我正在尝试从已经存在的架构创建structtype架构。我有一个列表,其中包含新模式所需的字段。最困难的部分是模式是一个嵌套的json数据,包含复杂的字段,包括arraytype(structtype)。这是模式的代码,
val schema1: Seq[StructField] = Seq(
StructField("playerId", StringType, true),
StructField("playerName", StringType, true),
StructField("playerCountry", StringType, true),
StructField("playerBloodType", StringType, true)
)
val schema2: Seq[StructField] =
Seq(
StructField("PlayerHistory", ArrayType(
StructType(
Seq(
StructField("Rating", StringType, true),
StructField("Height", StringType, true),
StructField("Weight", StringType, true),
StructField("CoachDetails",
StructType(
Seq(
StructField("CoachName", StringType, true),
StructField("Address",
StructType(
Seq(
StructField("AddressLine1", StringType, true),
StructField("AddressLine2", StringType, true),
StructField("CoachCity", StringType, true))), true),
StructField("Suffix", StringType, true))), true),
StructField("GoalHistory", ArrayType(
StructType(
Seq(
StructField("MatchDate", StringType, true),
StructField("NumberofGoals", StringType, true),
StructField("SubstitutionIndicator", StringType, true))), true), true),
StructField("receive_date", DateType, true))
), true
)))
val requiredFields = List("playerId", "playerName", "Rating", "CoachName", "CoachCity", "MatchDate", "NumberofGoals")
val schema: StructType = StructType(schema1 ++ schema2)

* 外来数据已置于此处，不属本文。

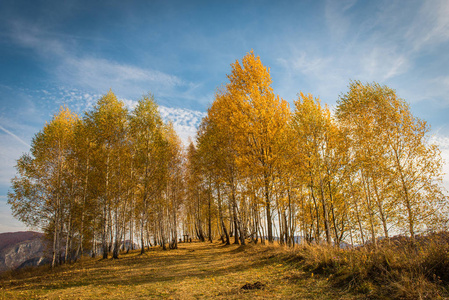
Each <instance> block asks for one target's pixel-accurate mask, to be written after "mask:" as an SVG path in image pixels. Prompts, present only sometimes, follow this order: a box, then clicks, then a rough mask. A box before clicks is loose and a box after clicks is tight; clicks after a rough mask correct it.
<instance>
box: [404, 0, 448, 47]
mask: <svg viewBox="0 0 449 300" xmlns="http://www.w3.org/2000/svg"><path fill="white" fill-rule="evenodd" d="M448 15H449V2H448V1H446V0H432V1H424V2H422V6H421V8H420V10H419V13H418V14H417V16H416V18H414V19H413V20H412V22H410V25H411V26H410V27H409V29H408V31H407V32H406V37H407V38H408V39H409V41H410V42H411V43H412V45H413V50H414V51H421V50H423V48H425V47H429V48H431V47H432V46H435V45H438V44H441V43H445V42H447V41H449V18H448Z"/></svg>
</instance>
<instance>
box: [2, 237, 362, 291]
mask: <svg viewBox="0 0 449 300" xmlns="http://www.w3.org/2000/svg"><path fill="white" fill-rule="evenodd" d="M280 253H286V252H285V249H283V248H282V247H274V246H261V245H257V246H244V247H241V246H238V245H231V246H223V245H221V244H220V243H219V242H215V243H212V244H211V243H191V244H180V245H179V249H178V250H170V251H163V250H161V249H160V248H154V249H152V250H150V251H148V252H147V253H145V254H144V255H140V254H139V252H134V253H130V254H126V255H121V256H120V259H118V260H112V259H107V260H102V259H89V258H85V259H83V260H81V261H78V262H77V263H74V264H71V265H63V266H61V267H58V268H56V269H54V270H51V269H49V268H48V267H41V268H34V269H29V270H24V271H21V272H10V273H6V274H4V275H2V277H1V278H0V286H1V289H0V297H1V298H2V299H140V298H142V299H159V298H163V299H355V298H356V296H353V295H351V294H347V293H343V292H342V291H341V290H339V289H335V288H333V287H332V286H331V284H330V282H329V281H328V280H326V278H324V277H319V278H317V277H316V276H315V277H313V276H312V275H311V273H307V272H304V271H302V270H301V269H300V268H297V265H296V264H291V263H289V261H288V260H286V259H285V257H283V256H282V255H279V254H280ZM255 282H261V283H262V284H264V285H265V288H264V289H253V290H244V289H242V286H243V285H245V284H246V283H251V284H253V283H255Z"/></svg>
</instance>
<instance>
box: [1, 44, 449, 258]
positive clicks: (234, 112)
mask: <svg viewBox="0 0 449 300" xmlns="http://www.w3.org/2000/svg"><path fill="white" fill-rule="evenodd" d="M231 66H232V71H231V74H230V75H228V80H229V82H228V83H227V84H225V85H224V86H222V88H221V89H219V90H217V92H216V94H215V99H214V102H213V103H212V105H211V107H210V108H209V109H208V111H207V116H206V117H205V118H204V119H203V120H202V122H201V125H200V127H199V129H198V133H197V138H196V141H195V143H193V142H191V143H190V145H188V146H187V147H185V148H184V147H183V146H182V143H181V141H180V139H179V137H178V136H177V134H176V132H175V130H174V129H173V126H172V125H171V124H170V123H168V124H166V123H164V122H163V120H162V118H161V116H160V114H159V112H158V107H157V104H156V102H155V99H154V97H153V96H152V95H148V96H144V97H142V98H141V99H140V100H139V102H138V104H137V106H136V107H135V108H134V109H133V110H132V111H129V110H128V109H127V108H126V107H125V105H124V103H123V102H122V101H120V100H118V99H117V97H116V96H115V95H114V94H113V93H112V92H111V91H109V92H108V93H107V94H106V95H104V96H103V97H102V98H101V99H99V100H98V102H97V103H96V105H95V106H94V107H93V109H92V110H91V111H88V112H86V113H85V114H84V115H83V116H82V117H80V116H77V115H75V114H73V113H72V112H71V111H70V110H69V109H68V108H61V110H60V112H59V113H58V114H56V115H55V116H54V117H53V119H52V120H51V121H50V122H49V123H47V124H45V126H44V128H43V129H42V130H41V131H40V132H39V133H37V134H36V135H35V137H34V139H33V141H32V146H31V151H30V153H29V154H24V155H22V157H20V159H19V160H18V161H17V167H16V169H17V176H16V177H15V178H14V179H12V188H11V192H10V193H9V194H8V202H9V204H10V205H11V208H12V211H13V213H14V215H15V216H16V217H17V218H19V219H20V220H21V221H23V222H24V223H25V224H28V225H30V226H34V227H39V228H41V229H42V230H43V231H45V232H46V233H47V236H48V237H49V238H50V239H51V241H52V245H53V247H52V253H53V266H54V265H57V264H59V263H61V262H63V261H70V260H71V259H76V258H77V257H79V256H80V255H82V254H83V253H86V252H89V253H90V254H91V255H96V254H97V253H101V254H102V255H103V257H104V258H107V257H108V255H109V254H110V253H111V254H112V257H113V258H117V257H118V255H119V251H120V250H123V251H129V250H130V249H132V248H133V245H134V242H135V241H136V242H138V243H139V244H140V249H141V252H142V253H143V252H144V251H145V248H146V247H148V246H152V245H154V244H157V245H160V246H162V247H163V248H164V249H165V248H166V247H167V246H168V247H170V248H177V243H178V240H181V239H182V236H183V235H184V236H187V235H188V236H189V237H191V238H192V237H193V238H197V239H199V240H200V241H206V240H208V241H212V240H213V239H214V238H220V239H221V240H222V241H223V243H226V244H230V243H240V244H245V243H247V242H249V241H251V242H253V243H257V242H259V241H260V242H263V243H265V242H266V241H267V242H270V243H271V242H273V241H274V240H278V241H279V242H280V243H283V244H287V245H294V244H295V243H296V242H297V241H298V240H297V239H296V238H295V237H297V236H301V237H302V241H304V242H309V243H311V242H315V243H327V244H334V245H339V244H340V243H341V242H343V241H345V242H346V243H350V244H360V243H367V242H371V243H374V244H376V241H377V240H378V239H379V238H380V237H383V238H389V237H391V236H392V235H396V234H405V235H408V236H410V237H411V238H412V239H414V238H415V236H416V235H417V234H420V233H424V232H427V231H435V230H445V229H446V228H447V225H448V206H447V204H448V198H447V196H446V195H445V194H444V192H445V191H444V190H443V188H442V164H443V162H442V159H441V156H440V152H439V149H438V147H437V146H436V145H433V144H431V143H430V141H429V126H428V125H427V124H426V122H424V121H422V120H420V119H418V118H416V117H414V116H413V115H412V113H411V110H410V107H409V105H408V104H407V103H406V102H405V101H404V100H403V99H400V98H398V97H397V95H396V93H395V91H394V90H392V89H390V88H388V87H386V86H381V85H379V84H377V83H367V84H363V83H361V82H359V81H352V82H350V84H349V90H348V91H347V92H346V93H345V94H343V95H342V96H340V97H339V100H338V102H337V106H336V109H335V110H334V111H331V110H330V109H329V107H327V106H326V105H323V104H322V103H321V102H320V99H318V98H315V97H313V96H312V95H306V94H303V93H300V94H299V95H298V99H297V100H296V101H294V110H293V111H292V110H291V109H290V107H289V104H288V102H287V101H285V100H283V99H282V98H280V97H279V96H278V95H276V94H275V93H274V92H273V89H272V87H271V77H270V73H269V69H268V68H266V67H265V66H264V65H263V64H262V63H261V61H260V58H259V57H258V56H256V55H255V54H254V53H253V52H252V51H251V52H250V53H248V54H247V55H246V56H245V57H243V59H242V61H241V62H239V61H236V62H235V63H234V64H232V65H231Z"/></svg>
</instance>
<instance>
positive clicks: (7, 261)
mask: <svg viewBox="0 0 449 300" xmlns="http://www.w3.org/2000/svg"><path fill="white" fill-rule="evenodd" d="M13 234H14V233H13ZM15 234H17V235H19V237H15V238H11V239H10V243H9V244H6V243H5V240H4V239H2V237H3V235H6V234H0V240H2V241H3V247H2V249H0V272H2V271H6V270H15V269H20V268H23V267H27V266H39V265H42V264H46V263H48V262H49V261H50V259H49V257H48V254H47V243H46V241H45V240H44V238H43V234H40V233H35V234H33V235H24V233H20V232H17V233H15ZM8 235H11V233H8ZM24 236H25V237H28V238H29V239H26V240H23V238H24ZM10 237H11V236H8V238H10Z"/></svg>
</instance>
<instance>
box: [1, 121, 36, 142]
mask: <svg viewBox="0 0 449 300" xmlns="http://www.w3.org/2000/svg"><path fill="white" fill-rule="evenodd" d="M0 129H1V130H3V131H4V132H5V133H7V134H8V135H10V136H12V137H13V138H14V139H15V140H16V141H19V142H20V143H21V144H22V145H25V146H26V147H27V148H31V146H30V145H29V144H28V143H27V142H25V141H24V140H22V139H21V138H20V137H18V136H17V135H15V134H14V133H12V132H11V131H9V130H7V129H6V128H5V127H3V126H1V125H0Z"/></svg>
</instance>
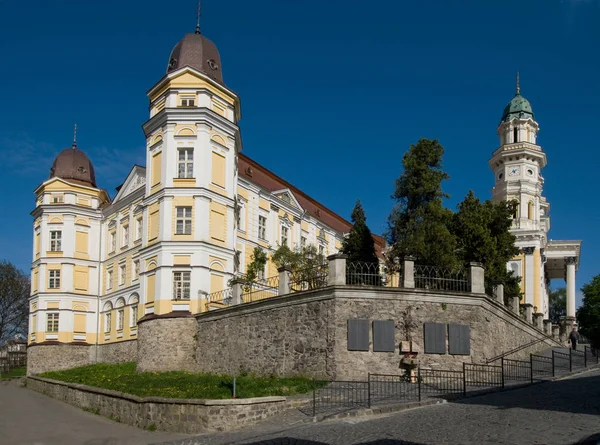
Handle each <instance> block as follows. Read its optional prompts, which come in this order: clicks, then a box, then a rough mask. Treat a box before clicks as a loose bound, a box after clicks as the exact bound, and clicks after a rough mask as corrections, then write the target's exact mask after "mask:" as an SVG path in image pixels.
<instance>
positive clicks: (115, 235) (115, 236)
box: [110, 232, 117, 252]
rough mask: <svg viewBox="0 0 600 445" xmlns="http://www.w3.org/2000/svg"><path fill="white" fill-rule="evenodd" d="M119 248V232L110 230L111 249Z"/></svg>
mask: <svg viewBox="0 0 600 445" xmlns="http://www.w3.org/2000/svg"><path fill="white" fill-rule="evenodd" d="M115 250H117V232H110V251H111V252H114V251H115Z"/></svg>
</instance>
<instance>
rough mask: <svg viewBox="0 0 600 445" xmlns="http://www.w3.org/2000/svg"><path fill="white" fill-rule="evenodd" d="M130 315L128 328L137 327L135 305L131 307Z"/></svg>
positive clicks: (133, 305) (135, 305) (136, 318)
mask: <svg viewBox="0 0 600 445" xmlns="http://www.w3.org/2000/svg"><path fill="white" fill-rule="evenodd" d="M130 314H131V316H130V320H129V326H130V327H132V328H133V327H135V326H137V304H135V305H133V306H131V311H130Z"/></svg>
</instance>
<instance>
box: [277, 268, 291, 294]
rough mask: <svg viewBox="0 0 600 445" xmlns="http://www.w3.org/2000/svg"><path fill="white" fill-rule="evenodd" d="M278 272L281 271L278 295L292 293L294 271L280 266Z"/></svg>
mask: <svg viewBox="0 0 600 445" xmlns="http://www.w3.org/2000/svg"><path fill="white" fill-rule="evenodd" d="M277 272H279V286H278V288H277V295H287V294H289V293H290V281H291V276H292V272H291V271H290V270H289V269H287V268H286V267H280V268H279V269H277Z"/></svg>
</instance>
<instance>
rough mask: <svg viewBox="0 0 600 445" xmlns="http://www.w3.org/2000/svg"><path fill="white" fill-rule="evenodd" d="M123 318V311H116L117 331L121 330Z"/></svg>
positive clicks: (122, 329) (122, 322)
mask: <svg viewBox="0 0 600 445" xmlns="http://www.w3.org/2000/svg"><path fill="white" fill-rule="evenodd" d="M124 318H125V310H124V309H119V310H118V311H117V331H122V330H123V321H124Z"/></svg>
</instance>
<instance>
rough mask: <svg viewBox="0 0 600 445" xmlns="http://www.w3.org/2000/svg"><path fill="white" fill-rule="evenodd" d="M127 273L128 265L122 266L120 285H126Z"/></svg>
mask: <svg viewBox="0 0 600 445" xmlns="http://www.w3.org/2000/svg"><path fill="white" fill-rule="evenodd" d="M126 273H127V265H126V264H121V265H120V266H119V284H120V285H121V286H122V285H124V284H125V275H126Z"/></svg>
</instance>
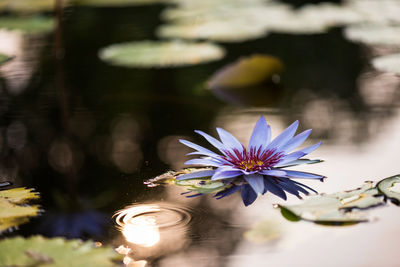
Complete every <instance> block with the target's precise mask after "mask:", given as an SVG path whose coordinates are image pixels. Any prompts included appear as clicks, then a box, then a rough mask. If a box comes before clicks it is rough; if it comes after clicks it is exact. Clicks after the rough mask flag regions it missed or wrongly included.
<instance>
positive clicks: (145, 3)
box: [74, 0, 172, 7]
mask: <svg viewBox="0 0 400 267" xmlns="http://www.w3.org/2000/svg"><path fill="white" fill-rule="evenodd" d="M168 3H172V0H76V1H74V4H76V5H82V6H96V7H107V6H110V7H119V6H141V5H153V4H168Z"/></svg>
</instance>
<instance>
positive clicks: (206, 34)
mask: <svg viewBox="0 0 400 267" xmlns="http://www.w3.org/2000/svg"><path fill="white" fill-rule="evenodd" d="M233 29H234V30H233ZM267 34H268V32H267V30H266V28H265V27H264V25H260V24H252V23H243V21H242V18H241V17H234V18H229V19H226V20H220V19H218V20H204V21H201V22H195V23H185V24H184V23H180V24H177V23H175V24H167V25H162V26H160V27H159V28H158V29H157V36H158V37H160V38H182V39H190V40H197V39H208V40H213V41H218V42H241V41H245V40H250V39H255V38H260V37H263V36H266V35H267Z"/></svg>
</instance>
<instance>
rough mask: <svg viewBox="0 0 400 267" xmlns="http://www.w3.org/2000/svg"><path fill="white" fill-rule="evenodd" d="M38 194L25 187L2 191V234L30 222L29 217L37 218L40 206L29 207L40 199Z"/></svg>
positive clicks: (1, 197) (32, 189)
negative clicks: (12, 228) (35, 201)
mask: <svg viewBox="0 0 400 267" xmlns="http://www.w3.org/2000/svg"><path fill="white" fill-rule="evenodd" d="M38 198H39V195H38V193H35V192H33V189H27V188H24V187H20V188H13V189H8V190H1V191H0V232H2V231H5V230H7V229H10V228H12V227H16V226H18V225H20V224H23V223H26V222H28V221H29V217H34V216H37V215H38V213H39V211H40V209H39V206H38V205H31V206H29V205H27V203H28V202H29V201H31V200H34V199H38Z"/></svg>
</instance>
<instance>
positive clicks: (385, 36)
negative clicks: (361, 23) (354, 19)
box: [345, 24, 400, 47]
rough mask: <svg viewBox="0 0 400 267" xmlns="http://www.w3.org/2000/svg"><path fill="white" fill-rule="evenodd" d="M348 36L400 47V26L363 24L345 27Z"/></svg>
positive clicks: (355, 40) (348, 37)
mask: <svg viewBox="0 0 400 267" xmlns="http://www.w3.org/2000/svg"><path fill="white" fill-rule="evenodd" d="M345 36H346V38H348V39H350V40H352V41H357V42H361V43H365V44H370V45H387V46H398V47H400V26H389V25H377V24H369V25H365V24H361V25H354V26H350V27H348V28H346V29H345Z"/></svg>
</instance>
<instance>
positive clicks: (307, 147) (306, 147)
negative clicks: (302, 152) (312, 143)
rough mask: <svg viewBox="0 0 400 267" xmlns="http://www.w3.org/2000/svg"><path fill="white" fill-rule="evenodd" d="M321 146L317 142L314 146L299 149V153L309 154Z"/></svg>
mask: <svg viewBox="0 0 400 267" xmlns="http://www.w3.org/2000/svg"><path fill="white" fill-rule="evenodd" d="M321 144H322V142H318V143H316V144H315V145H312V146H309V147H306V148H303V149H300V150H299V151H301V152H303V153H306V154H309V153H311V152H313V151H314V150H315V149H317V148H318V147H319V146H320V145H321Z"/></svg>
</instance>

变量schema是当前schema,requiredfields保存新schema所需的字段。我们还需要新模式中的父块。输出架构应该类似于:
val outputSchema =
Seq(
StructField("playerId", StringType, true),
StructField("playerName", StringType, true),
StructField("PlayerHistory",
ArrayType(StructType(
StructField("Rating", StringType, true),
StructField("CoachDetails",
StructType(
StructField("CoachName", StringType, true),
StructField("Address", StructType(
StructField("CoachCity", StringType, true)), true),
StructField("GoalHistory", ArrayType(
StructType(
StructField("MatchDate", StringType, true),
StructField("NumberofGoals", StringType, true)), true), true)))
我试着用下面的代码以递归的方式处理这个问题。
schema.fields.map(f => filterSchema(f, requiredFields)).filter(_.name != "")
def filterSchema(field: StructField, requiredColumns: Seq[String]): StructField = {
field match{
case StructField(_, inner : StructType, _ ,_) => StructField(field.name,StructType(inner.fields.map(f => filterSchema(f, requiredColumns))))
case StructField(_, ArrayType(structType: StructType, _),_,_) =>
if(requiredColumns.contains(field.name))
StructField(field.name, ArrayType(StructType(structType.fields.map(f => filterSchema(f,requiredColumns))),true), true)
else
StructField("",StringType,true)
case StructField(_, _, _, _) => if(requiredColumns.contains(field.name)) field else StructField("",StringType,true)
}
}
但是,我很难过滤出内部结构字段。
感觉可以对递归函数的基本条件进行一些修改。如有任何帮助,我们将不胜感激。提前谢谢。
1条答案
按热度按时间50few1ms1#
我是这样做的,
这将遍历structfields,每次遇到新的structtype时,都会递归调用函数以获取新的structtype。